- Interactive map of San Román de Basa
- Country: Spain
- Province: Huesca
- Municipality: Sabiñánigo
- Elevation: 970 m (3,180 ft)

Population (2014)
- • Total: 5

= San Román de Basa =

San Román de Basa (Sant Román de Basa) is a village in Spain under the local government of the municipality of Sabiñánigo, in the province of Huesca, and in the region of Aragon, Spain.

== Geography ==

=== Landscape of area ===
77% of the area is forest, 1% is water. The mean height is 1097 m. The lowest point in the village is 662 m while the highest is 2711 m.

Two rivers flow through the village: the Río Aurín and the Río Basa.

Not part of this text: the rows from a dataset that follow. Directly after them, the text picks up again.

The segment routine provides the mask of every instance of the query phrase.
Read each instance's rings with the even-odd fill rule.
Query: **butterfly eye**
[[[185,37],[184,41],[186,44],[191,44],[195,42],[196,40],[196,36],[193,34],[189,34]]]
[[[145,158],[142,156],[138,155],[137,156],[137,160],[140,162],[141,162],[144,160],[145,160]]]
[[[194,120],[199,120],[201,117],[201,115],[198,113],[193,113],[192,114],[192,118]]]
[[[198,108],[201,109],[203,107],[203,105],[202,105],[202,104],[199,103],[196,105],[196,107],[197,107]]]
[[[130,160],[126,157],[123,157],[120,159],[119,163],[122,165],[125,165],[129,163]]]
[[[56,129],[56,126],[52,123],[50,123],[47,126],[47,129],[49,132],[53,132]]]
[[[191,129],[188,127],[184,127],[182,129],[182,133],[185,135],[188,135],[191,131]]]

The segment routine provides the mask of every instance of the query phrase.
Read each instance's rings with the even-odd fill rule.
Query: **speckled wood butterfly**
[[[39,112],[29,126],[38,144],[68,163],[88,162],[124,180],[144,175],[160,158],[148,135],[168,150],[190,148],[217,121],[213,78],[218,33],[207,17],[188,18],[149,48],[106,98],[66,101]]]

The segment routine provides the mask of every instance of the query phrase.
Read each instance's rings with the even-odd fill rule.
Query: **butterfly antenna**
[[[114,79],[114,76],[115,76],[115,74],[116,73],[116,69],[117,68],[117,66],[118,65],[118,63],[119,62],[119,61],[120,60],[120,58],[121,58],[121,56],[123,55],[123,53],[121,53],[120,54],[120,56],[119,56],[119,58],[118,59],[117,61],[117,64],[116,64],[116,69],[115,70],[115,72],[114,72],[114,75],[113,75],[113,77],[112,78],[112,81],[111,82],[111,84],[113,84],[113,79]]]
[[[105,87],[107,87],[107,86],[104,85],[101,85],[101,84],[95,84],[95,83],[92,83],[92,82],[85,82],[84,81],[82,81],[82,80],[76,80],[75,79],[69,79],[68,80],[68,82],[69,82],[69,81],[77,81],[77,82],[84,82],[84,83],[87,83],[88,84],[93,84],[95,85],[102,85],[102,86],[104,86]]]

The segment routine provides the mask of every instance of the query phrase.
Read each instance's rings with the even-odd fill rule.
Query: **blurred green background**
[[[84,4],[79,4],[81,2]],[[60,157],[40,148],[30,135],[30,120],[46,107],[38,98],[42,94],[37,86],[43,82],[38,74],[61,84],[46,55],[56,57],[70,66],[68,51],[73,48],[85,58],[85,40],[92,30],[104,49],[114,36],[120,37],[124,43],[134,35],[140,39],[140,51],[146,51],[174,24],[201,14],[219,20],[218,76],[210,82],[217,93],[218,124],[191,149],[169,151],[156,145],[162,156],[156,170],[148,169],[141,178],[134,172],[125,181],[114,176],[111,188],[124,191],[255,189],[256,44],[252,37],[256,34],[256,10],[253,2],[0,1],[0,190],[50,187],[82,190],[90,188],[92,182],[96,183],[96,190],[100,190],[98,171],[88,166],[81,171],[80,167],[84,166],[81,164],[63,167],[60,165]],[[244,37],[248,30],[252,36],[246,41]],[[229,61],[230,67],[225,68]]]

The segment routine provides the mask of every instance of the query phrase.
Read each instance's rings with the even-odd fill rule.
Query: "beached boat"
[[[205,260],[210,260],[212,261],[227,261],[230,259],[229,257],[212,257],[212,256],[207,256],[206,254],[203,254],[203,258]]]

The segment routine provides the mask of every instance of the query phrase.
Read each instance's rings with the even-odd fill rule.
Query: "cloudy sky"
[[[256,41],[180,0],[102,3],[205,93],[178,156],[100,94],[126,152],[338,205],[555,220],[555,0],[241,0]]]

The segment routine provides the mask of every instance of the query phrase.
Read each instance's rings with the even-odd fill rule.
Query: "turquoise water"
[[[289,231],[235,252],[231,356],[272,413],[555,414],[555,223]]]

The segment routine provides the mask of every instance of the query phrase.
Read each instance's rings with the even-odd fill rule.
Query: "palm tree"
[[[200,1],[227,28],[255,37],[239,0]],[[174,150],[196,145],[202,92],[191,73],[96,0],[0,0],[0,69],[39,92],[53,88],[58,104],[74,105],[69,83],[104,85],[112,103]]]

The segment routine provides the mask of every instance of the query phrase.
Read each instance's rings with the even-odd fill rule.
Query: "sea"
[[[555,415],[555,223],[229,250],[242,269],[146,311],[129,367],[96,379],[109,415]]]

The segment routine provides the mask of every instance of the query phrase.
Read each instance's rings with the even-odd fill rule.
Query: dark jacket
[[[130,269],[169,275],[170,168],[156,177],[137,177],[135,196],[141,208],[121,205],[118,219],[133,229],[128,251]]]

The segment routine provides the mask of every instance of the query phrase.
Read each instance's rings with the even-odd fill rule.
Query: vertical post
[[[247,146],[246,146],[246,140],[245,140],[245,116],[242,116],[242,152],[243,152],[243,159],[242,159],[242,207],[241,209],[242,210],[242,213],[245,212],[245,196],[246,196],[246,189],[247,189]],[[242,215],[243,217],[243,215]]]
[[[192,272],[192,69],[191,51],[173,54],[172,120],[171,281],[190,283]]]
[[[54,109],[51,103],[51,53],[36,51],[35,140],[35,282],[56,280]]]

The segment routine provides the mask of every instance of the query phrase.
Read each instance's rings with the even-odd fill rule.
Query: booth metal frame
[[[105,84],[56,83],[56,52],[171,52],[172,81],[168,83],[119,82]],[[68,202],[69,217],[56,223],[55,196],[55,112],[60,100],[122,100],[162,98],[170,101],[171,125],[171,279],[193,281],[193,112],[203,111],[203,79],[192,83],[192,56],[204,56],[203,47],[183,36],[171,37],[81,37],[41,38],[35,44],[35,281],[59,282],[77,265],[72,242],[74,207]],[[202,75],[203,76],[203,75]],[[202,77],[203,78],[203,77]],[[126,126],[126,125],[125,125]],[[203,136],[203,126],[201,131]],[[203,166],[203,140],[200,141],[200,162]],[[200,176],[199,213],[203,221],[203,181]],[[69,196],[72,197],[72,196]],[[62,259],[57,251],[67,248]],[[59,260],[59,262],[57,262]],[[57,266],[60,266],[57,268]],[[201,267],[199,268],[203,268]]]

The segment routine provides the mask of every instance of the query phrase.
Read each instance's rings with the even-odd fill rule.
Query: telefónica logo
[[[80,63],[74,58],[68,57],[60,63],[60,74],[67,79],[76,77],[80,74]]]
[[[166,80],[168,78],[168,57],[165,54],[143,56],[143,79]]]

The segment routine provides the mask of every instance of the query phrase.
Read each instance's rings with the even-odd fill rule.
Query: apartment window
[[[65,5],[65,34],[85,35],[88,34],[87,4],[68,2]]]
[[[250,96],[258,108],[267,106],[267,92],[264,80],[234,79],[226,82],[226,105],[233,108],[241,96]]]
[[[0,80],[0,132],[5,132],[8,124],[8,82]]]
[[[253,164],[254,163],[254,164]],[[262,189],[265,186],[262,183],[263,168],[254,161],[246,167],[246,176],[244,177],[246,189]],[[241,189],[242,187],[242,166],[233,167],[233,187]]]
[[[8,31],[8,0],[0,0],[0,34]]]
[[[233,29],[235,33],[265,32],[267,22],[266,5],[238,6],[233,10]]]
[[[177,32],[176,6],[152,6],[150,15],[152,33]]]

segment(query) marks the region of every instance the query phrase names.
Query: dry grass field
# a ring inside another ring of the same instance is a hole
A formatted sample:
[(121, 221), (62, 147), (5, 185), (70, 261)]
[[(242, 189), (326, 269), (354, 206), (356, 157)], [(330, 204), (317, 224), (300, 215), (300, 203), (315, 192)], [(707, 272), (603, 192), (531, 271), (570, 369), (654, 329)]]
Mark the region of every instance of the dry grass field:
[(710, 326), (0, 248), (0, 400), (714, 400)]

=== Neighbouring places ===
The village is located 1.2 kilometres (0.75 miles) south of Isún de Basa, another nearby village. To the west, at a distance of 1.7 kilometres (1.1 miles), lies the locality of Osán, while Sardas is situated 3.2 kilometres (2.0 miles) to the west. To the southwest, 2.3 kilometres (1.4 miles) from San Román de Basa, is the municipality of Allué, and to the southeast, 2.4 kilometres (1.5 miles) away, is the municipality of Yebra de Basa.